Summary DIR Reports will now report both “Rebate Administration Fees Reported as Bona Fide Service Fees” and “All Other Bona Fide Service Fees” under “Bona Fide Service Fees.” Previously, these sections were reported separately, according to the CMS.

NASP stated that PBMs should collect DIR fees based on pharmacy type. Since many of the performance metrics do not align with specialty pharmacy services, NASP is concerned that the proposed guidance does not break out DIR fees collected at retail and specialty pharmacies, according to the letter. Changing this aspect of the proposal would allow the CMS to have a better understanding of the structure of arrangements with PBMs and different types of pharmacies.

The change also received support from the National Community Pharmacist Association (NCPA), which is the voice of thousands of independent community pharmacies.

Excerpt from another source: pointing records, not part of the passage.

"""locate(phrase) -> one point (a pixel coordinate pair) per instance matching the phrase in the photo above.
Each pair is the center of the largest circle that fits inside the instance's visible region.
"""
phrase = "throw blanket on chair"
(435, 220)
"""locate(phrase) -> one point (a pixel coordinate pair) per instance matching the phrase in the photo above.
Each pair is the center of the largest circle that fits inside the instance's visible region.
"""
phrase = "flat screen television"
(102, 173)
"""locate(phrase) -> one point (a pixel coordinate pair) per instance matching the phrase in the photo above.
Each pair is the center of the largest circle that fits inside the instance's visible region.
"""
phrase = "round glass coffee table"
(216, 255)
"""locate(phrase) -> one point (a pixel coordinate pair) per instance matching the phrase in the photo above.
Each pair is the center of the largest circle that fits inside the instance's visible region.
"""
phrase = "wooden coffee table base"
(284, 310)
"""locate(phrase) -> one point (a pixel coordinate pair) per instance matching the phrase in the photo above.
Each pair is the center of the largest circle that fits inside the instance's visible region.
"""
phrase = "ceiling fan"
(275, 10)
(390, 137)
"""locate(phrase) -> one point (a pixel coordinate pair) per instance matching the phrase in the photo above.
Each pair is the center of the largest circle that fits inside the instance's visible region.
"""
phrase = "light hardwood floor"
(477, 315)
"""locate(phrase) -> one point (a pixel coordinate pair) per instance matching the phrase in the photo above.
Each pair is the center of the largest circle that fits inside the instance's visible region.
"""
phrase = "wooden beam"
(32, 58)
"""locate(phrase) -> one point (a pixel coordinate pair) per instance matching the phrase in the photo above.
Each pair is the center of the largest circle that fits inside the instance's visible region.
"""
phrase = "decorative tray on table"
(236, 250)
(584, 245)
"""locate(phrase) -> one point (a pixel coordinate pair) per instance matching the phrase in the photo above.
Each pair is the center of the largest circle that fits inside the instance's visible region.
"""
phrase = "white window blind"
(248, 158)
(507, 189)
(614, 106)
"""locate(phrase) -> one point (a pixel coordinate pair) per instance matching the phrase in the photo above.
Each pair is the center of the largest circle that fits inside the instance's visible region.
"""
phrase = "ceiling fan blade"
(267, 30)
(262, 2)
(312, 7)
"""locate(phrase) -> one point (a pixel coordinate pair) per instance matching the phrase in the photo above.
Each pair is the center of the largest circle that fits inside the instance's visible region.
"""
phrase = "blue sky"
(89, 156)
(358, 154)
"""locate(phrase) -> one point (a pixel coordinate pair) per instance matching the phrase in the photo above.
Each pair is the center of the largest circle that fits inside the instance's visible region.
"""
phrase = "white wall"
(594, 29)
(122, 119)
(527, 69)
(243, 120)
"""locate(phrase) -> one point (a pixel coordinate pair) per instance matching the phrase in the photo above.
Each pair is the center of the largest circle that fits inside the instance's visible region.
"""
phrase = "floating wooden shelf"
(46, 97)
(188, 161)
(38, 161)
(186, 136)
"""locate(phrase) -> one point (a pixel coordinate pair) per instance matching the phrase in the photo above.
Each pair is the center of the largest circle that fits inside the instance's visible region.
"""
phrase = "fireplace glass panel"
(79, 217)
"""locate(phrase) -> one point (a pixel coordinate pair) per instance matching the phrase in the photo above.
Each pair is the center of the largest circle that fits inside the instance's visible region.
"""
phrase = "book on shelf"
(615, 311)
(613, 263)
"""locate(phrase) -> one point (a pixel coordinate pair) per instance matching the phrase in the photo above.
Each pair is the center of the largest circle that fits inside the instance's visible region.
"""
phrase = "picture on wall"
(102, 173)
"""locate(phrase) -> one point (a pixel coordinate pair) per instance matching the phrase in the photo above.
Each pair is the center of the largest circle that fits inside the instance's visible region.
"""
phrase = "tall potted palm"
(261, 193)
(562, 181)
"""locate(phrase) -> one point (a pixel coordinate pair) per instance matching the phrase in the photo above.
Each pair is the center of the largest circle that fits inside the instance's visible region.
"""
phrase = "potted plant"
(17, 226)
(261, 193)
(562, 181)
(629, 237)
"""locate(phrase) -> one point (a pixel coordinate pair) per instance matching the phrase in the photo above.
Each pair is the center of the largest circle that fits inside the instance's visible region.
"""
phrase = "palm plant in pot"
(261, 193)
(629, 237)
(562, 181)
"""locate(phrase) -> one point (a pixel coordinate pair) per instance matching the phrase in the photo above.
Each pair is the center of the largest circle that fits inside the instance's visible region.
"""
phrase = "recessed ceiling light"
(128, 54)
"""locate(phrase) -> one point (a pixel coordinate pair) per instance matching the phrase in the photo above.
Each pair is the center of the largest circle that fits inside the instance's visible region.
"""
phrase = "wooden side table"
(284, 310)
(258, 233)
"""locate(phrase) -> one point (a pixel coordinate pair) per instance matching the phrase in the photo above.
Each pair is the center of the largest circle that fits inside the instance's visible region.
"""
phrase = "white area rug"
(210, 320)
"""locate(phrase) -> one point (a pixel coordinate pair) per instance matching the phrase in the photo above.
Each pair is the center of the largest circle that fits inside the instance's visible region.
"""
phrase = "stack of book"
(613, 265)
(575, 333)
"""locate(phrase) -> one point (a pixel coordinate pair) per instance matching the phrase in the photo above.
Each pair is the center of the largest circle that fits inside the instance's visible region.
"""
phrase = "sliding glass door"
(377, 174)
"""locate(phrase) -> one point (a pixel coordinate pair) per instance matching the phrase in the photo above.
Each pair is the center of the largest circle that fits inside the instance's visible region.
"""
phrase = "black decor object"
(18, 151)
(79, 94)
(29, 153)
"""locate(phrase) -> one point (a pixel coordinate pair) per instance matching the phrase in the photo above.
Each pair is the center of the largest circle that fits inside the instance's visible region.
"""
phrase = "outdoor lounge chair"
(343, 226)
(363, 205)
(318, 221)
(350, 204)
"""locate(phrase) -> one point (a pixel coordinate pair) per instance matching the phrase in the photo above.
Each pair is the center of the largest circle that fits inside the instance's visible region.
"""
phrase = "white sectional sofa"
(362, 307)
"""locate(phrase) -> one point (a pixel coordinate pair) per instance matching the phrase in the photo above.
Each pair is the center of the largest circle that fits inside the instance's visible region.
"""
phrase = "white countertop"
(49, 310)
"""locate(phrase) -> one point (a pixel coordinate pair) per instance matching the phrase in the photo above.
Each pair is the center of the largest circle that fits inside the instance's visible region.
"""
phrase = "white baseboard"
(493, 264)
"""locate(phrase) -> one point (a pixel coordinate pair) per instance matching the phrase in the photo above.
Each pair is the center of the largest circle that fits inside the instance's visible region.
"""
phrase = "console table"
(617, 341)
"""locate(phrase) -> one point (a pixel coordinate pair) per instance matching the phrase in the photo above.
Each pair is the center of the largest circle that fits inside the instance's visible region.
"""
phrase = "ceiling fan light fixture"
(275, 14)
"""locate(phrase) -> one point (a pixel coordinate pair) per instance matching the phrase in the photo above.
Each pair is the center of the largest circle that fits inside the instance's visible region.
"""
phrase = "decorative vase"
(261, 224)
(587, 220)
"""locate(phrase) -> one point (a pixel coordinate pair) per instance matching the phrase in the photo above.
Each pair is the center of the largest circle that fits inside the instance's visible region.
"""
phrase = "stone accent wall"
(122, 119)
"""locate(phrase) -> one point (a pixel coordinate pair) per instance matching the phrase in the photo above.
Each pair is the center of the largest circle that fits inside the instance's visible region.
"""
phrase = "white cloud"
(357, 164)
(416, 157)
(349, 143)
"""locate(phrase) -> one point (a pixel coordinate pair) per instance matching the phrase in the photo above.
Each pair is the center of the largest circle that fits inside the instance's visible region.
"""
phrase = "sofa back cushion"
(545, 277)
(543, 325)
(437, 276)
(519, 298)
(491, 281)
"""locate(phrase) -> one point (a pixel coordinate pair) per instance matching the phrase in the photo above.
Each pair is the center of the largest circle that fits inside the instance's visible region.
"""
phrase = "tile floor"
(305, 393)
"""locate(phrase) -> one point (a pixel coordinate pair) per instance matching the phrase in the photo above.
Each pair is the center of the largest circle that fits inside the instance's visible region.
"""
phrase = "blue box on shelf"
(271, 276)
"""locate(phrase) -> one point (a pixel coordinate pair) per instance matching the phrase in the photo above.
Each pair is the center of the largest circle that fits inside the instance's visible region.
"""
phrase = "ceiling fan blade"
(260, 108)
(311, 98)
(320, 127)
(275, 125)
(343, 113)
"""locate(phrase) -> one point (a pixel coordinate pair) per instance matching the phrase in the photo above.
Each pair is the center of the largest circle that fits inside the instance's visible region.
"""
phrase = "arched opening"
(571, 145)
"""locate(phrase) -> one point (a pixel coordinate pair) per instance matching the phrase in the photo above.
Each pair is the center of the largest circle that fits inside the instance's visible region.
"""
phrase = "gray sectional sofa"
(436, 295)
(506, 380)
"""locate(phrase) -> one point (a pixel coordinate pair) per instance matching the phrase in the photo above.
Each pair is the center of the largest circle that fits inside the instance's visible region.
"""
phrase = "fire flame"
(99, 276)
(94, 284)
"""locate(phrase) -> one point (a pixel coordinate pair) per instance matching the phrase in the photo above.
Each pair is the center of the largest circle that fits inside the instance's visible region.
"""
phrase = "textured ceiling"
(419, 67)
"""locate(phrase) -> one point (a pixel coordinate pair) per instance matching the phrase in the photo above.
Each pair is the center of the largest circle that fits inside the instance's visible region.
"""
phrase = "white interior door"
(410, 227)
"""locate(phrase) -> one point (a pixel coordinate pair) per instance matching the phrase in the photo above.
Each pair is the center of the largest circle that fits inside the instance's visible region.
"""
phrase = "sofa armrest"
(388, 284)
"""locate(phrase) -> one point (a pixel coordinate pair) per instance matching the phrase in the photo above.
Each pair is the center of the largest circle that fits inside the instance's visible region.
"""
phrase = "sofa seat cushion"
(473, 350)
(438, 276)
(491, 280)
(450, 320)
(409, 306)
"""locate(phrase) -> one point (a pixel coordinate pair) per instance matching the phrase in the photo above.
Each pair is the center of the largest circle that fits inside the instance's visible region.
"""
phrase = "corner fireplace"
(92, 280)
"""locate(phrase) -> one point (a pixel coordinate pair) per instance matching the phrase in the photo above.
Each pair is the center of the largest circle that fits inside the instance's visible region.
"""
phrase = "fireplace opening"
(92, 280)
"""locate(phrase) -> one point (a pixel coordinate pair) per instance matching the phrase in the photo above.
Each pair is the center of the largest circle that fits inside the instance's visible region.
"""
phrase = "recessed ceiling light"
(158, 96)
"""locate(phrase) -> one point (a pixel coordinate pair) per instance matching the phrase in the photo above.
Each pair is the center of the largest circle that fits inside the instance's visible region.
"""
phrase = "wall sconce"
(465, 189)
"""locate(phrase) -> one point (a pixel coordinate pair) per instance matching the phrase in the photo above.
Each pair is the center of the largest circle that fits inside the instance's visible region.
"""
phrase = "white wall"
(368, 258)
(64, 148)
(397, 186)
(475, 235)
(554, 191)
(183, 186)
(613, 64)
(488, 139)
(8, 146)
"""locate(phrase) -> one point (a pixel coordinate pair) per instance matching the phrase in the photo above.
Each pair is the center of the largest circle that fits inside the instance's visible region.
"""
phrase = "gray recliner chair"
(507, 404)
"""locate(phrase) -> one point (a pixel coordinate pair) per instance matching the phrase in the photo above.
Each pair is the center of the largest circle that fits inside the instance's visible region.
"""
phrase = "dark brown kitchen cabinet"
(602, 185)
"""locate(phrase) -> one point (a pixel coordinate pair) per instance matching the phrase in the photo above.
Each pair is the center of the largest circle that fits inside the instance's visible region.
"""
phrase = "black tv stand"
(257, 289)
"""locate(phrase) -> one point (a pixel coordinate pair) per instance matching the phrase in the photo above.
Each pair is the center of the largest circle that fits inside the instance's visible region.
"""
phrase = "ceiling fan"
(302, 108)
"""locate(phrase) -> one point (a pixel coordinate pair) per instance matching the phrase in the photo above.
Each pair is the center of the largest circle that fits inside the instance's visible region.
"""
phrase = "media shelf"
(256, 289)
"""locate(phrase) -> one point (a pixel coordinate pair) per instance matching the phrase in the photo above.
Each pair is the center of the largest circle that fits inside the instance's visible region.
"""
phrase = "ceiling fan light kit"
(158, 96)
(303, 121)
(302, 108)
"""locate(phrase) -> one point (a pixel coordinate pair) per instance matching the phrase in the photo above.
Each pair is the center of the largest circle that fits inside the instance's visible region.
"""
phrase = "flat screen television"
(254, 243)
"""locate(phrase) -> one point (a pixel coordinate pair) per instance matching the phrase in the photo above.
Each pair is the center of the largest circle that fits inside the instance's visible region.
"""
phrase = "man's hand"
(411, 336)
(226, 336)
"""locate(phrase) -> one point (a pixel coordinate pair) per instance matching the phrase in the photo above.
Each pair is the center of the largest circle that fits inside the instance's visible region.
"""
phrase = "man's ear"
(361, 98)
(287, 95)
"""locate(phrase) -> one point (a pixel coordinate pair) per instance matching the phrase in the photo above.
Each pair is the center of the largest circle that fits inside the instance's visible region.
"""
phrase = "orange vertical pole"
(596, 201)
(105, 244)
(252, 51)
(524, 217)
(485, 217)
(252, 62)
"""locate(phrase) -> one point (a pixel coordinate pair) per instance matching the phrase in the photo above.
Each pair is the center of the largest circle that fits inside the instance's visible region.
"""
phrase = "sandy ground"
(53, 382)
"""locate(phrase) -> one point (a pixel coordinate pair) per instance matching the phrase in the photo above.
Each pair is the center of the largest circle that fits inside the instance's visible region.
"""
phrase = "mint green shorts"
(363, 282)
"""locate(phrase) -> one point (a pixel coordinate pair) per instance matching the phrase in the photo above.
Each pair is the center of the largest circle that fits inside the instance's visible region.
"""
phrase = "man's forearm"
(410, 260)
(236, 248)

“We strongly support this modification in how pharmacy DIR information is collected; specifically making a distinction between price concessions received from pharmacies and incentive payments paid to pharmacies by Medicare Part D plan sponsors,” NCPA wrote in a letter to the CMS. “This delineation will also shed much needed light on plan sponsor/PBM pharmacy quality measures in the Part D program.”

Since DIR reporting is required by the end of June, the CMS has extended the deadline to ensure that the new reporting requirements are established and to allow sponsors sufficient time to prepare the report.